To hold a waffler accountable, try these techniques:
Put it in writing. When you sift through your employee’s fuzzy remarks and stumble upon a reasonably clear answer, write it down. The act of committing someone’s comments to paper lends an air of finality. You may even want to send a confirmation memo to the waffler that concisely summarizes the “hard” information you extracted from the conversation.
Wait ’em out. Wafflers master the art of stalling. When asked a point-blank question, they hem and haw and test your patience to the point where you eventually jump in with your views and redirect the conversation away from them. Don’t fall for this trick. When you pose a question, wait in silence for them to respond. Even as they stop and start over and continually shift gears, don’t interrupt. When they’re finally finished, focus on the most concrete thing they’ve just said and run with it.

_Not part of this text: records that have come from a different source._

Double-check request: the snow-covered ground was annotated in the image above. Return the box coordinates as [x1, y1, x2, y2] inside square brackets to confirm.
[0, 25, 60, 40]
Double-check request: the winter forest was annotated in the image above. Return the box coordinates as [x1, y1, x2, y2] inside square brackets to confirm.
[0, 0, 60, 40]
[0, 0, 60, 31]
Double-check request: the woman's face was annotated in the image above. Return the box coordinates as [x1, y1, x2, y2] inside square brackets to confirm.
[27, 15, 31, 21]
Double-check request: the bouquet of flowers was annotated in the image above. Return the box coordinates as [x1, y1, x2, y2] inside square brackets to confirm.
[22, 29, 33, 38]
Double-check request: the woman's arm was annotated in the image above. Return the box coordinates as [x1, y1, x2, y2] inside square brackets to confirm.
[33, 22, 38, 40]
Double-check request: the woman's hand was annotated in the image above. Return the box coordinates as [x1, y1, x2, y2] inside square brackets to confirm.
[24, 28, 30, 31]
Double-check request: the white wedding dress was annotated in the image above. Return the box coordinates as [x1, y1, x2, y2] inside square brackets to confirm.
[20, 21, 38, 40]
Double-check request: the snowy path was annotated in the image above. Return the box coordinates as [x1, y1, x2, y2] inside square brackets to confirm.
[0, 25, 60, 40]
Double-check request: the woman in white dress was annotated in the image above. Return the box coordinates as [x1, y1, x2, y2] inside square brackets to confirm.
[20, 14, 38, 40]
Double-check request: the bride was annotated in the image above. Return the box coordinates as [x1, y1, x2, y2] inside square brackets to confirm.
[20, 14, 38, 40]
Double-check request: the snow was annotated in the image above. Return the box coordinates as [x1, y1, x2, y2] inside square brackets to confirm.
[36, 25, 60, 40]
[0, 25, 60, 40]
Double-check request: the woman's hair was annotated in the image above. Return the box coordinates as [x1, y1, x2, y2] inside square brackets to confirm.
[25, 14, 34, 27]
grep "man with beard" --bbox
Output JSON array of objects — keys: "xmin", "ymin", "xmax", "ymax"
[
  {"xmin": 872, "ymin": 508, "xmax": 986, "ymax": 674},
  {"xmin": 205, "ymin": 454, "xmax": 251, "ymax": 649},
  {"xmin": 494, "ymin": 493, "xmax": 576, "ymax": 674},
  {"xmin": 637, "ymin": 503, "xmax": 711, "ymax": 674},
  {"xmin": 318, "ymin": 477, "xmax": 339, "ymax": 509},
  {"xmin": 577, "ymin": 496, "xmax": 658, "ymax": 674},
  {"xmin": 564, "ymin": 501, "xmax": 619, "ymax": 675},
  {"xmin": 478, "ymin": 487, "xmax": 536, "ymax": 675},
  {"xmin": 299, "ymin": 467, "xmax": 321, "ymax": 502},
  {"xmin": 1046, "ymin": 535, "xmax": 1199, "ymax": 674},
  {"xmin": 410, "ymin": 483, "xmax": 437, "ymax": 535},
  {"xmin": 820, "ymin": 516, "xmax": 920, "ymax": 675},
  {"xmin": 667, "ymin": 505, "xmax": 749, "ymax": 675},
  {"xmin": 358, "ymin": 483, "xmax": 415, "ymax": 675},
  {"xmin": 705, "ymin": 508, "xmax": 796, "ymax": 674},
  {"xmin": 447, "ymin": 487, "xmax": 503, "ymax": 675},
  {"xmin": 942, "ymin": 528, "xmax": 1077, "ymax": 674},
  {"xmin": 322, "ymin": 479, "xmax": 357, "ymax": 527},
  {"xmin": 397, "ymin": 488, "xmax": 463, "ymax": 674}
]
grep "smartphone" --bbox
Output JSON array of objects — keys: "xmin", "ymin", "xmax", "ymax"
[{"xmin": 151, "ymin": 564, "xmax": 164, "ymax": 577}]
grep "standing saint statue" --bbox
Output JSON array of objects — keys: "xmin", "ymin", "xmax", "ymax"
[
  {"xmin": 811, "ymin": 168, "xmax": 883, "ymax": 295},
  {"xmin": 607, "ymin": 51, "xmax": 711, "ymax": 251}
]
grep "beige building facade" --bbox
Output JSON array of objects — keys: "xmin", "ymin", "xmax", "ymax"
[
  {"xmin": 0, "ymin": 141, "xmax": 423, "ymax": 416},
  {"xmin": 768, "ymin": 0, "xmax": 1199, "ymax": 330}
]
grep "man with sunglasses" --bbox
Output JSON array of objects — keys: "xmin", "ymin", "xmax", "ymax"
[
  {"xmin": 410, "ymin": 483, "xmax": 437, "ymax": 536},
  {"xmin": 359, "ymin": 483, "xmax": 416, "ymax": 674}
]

Repeat questions. Let’s say you want a waffler to buy into your proposal. Ask them, “Would you wholeheartedly support this plan?” Their first answer will probably offer some vague or conditional support.

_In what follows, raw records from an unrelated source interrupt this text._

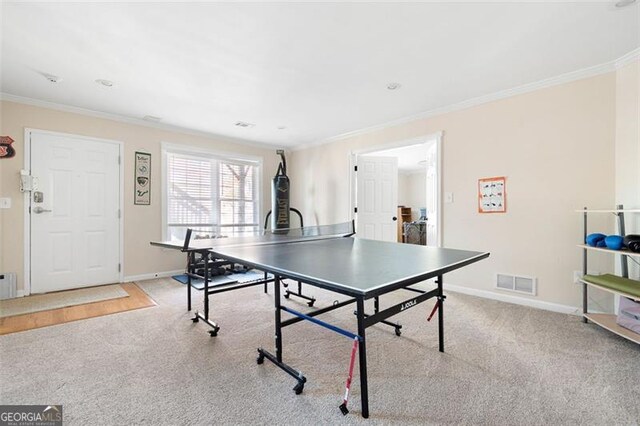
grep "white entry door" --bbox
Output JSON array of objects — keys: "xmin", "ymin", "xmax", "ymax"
[
  {"xmin": 425, "ymin": 141, "xmax": 440, "ymax": 247},
  {"xmin": 356, "ymin": 156, "xmax": 398, "ymax": 241},
  {"xmin": 29, "ymin": 131, "xmax": 121, "ymax": 293}
]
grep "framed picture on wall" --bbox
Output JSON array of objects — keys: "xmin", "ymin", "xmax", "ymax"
[
  {"xmin": 478, "ymin": 176, "xmax": 506, "ymax": 213},
  {"xmin": 134, "ymin": 151, "xmax": 151, "ymax": 205}
]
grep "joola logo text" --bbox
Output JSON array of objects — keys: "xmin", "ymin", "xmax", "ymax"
[{"xmin": 400, "ymin": 299, "xmax": 417, "ymax": 311}]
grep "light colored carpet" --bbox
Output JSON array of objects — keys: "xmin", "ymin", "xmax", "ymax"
[
  {"xmin": 0, "ymin": 277, "xmax": 638, "ymax": 425},
  {"xmin": 0, "ymin": 284, "xmax": 129, "ymax": 318}
]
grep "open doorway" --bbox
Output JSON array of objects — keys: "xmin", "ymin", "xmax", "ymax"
[{"xmin": 350, "ymin": 132, "xmax": 442, "ymax": 247}]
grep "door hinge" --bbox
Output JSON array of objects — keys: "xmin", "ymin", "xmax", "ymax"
[
  {"xmin": 354, "ymin": 165, "xmax": 358, "ymax": 172},
  {"xmin": 354, "ymin": 207, "xmax": 358, "ymax": 213},
  {"xmin": 117, "ymin": 209, "xmax": 121, "ymax": 219},
  {"xmin": 118, "ymin": 263, "xmax": 121, "ymax": 273}
]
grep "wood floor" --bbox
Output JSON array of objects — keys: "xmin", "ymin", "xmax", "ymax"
[{"xmin": 0, "ymin": 283, "xmax": 156, "ymax": 335}]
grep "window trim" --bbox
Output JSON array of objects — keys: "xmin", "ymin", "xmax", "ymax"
[{"xmin": 161, "ymin": 142, "xmax": 263, "ymax": 241}]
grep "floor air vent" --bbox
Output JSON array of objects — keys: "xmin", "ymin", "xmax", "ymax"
[
  {"xmin": 0, "ymin": 273, "xmax": 17, "ymax": 300},
  {"xmin": 496, "ymin": 273, "xmax": 536, "ymax": 296}
]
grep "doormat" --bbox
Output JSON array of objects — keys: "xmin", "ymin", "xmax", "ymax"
[{"xmin": 0, "ymin": 284, "xmax": 129, "ymax": 318}]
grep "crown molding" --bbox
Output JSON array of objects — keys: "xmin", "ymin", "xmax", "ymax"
[
  {"xmin": 0, "ymin": 93, "xmax": 279, "ymax": 151},
  {"xmin": 293, "ymin": 49, "xmax": 638, "ymax": 152},
  {"xmin": 615, "ymin": 47, "xmax": 640, "ymax": 69}
]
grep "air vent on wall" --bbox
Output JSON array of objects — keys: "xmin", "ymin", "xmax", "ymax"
[
  {"xmin": 0, "ymin": 273, "xmax": 17, "ymax": 300},
  {"xmin": 496, "ymin": 273, "xmax": 537, "ymax": 296}
]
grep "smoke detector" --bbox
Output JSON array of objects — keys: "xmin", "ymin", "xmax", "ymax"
[
  {"xmin": 387, "ymin": 82, "xmax": 401, "ymax": 90},
  {"xmin": 235, "ymin": 121, "xmax": 255, "ymax": 128}
]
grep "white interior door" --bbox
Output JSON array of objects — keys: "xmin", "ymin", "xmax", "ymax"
[
  {"xmin": 356, "ymin": 156, "xmax": 398, "ymax": 241},
  {"xmin": 425, "ymin": 141, "xmax": 440, "ymax": 246},
  {"xmin": 30, "ymin": 131, "xmax": 121, "ymax": 293}
]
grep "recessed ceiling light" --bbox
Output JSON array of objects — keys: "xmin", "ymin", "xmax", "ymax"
[
  {"xmin": 387, "ymin": 82, "xmax": 401, "ymax": 90},
  {"xmin": 143, "ymin": 115, "xmax": 162, "ymax": 122},
  {"xmin": 615, "ymin": 0, "xmax": 636, "ymax": 7},
  {"xmin": 95, "ymin": 79, "xmax": 114, "ymax": 87},
  {"xmin": 235, "ymin": 121, "xmax": 255, "ymax": 128},
  {"xmin": 42, "ymin": 73, "xmax": 62, "ymax": 83}
]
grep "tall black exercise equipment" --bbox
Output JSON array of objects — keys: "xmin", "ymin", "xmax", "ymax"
[{"xmin": 271, "ymin": 149, "xmax": 290, "ymax": 231}]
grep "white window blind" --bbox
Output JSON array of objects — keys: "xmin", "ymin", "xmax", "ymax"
[{"xmin": 165, "ymin": 150, "xmax": 260, "ymax": 241}]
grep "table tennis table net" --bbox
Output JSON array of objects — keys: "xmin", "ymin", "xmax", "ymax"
[{"xmin": 261, "ymin": 221, "xmax": 354, "ymax": 239}]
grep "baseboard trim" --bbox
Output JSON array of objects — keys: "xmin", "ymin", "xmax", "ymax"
[
  {"xmin": 123, "ymin": 270, "xmax": 183, "ymax": 283},
  {"xmin": 122, "ymin": 272, "xmax": 587, "ymax": 315},
  {"xmin": 444, "ymin": 283, "xmax": 580, "ymax": 316}
]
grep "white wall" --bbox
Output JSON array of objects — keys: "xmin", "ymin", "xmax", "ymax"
[
  {"xmin": 398, "ymin": 173, "xmax": 410, "ymax": 207},
  {"xmin": 290, "ymin": 73, "xmax": 618, "ymax": 310},
  {"xmin": 405, "ymin": 172, "xmax": 426, "ymax": 221},
  {"xmin": 398, "ymin": 171, "xmax": 427, "ymax": 221}
]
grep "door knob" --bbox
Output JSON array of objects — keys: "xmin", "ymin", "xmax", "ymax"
[
  {"xmin": 392, "ymin": 216, "xmax": 398, "ymax": 221},
  {"xmin": 32, "ymin": 206, "xmax": 52, "ymax": 214}
]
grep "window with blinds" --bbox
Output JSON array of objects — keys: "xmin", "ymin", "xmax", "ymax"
[{"xmin": 165, "ymin": 150, "xmax": 260, "ymax": 241}]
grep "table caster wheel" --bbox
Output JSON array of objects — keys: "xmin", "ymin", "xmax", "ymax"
[
  {"xmin": 293, "ymin": 382, "xmax": 304, "ymax": 395},
  {"xmin": 257, "ymin": 353, "xmax": 265, "ymax": 365},
  {"xmin": 192, "ymin": 317, "xmax": 199, "ymax": 323},
  {"xmin": 307, "ymin": 299, "xmax": 315, "ymax": 307},
  {"xmin": 284, "ymin": 292, "xmax": 291, "ymax": 299},
  {"xmin": 395, "ymin": 327, "xmax": 402, "ymax": 337},
  {"xmin": 209, "ymin": 327, "xmax": 219, "ymax": 337}
]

Your response: Ask the identical question again, this time addressing their reservations. “Would you wholeheartedly support this plan if your points about confidentiality and cost were fully addressed?” Continue along this line of questioning until they exhaust their qualifications and finally give a yes/no answer.
Try not to lose your cool with a waffler. Some people are deliberate thinkers who do not like to express opinions without careful, even plodding analysis. If you give them time to work around all sides of an issue, then their vacillating may not be in vain.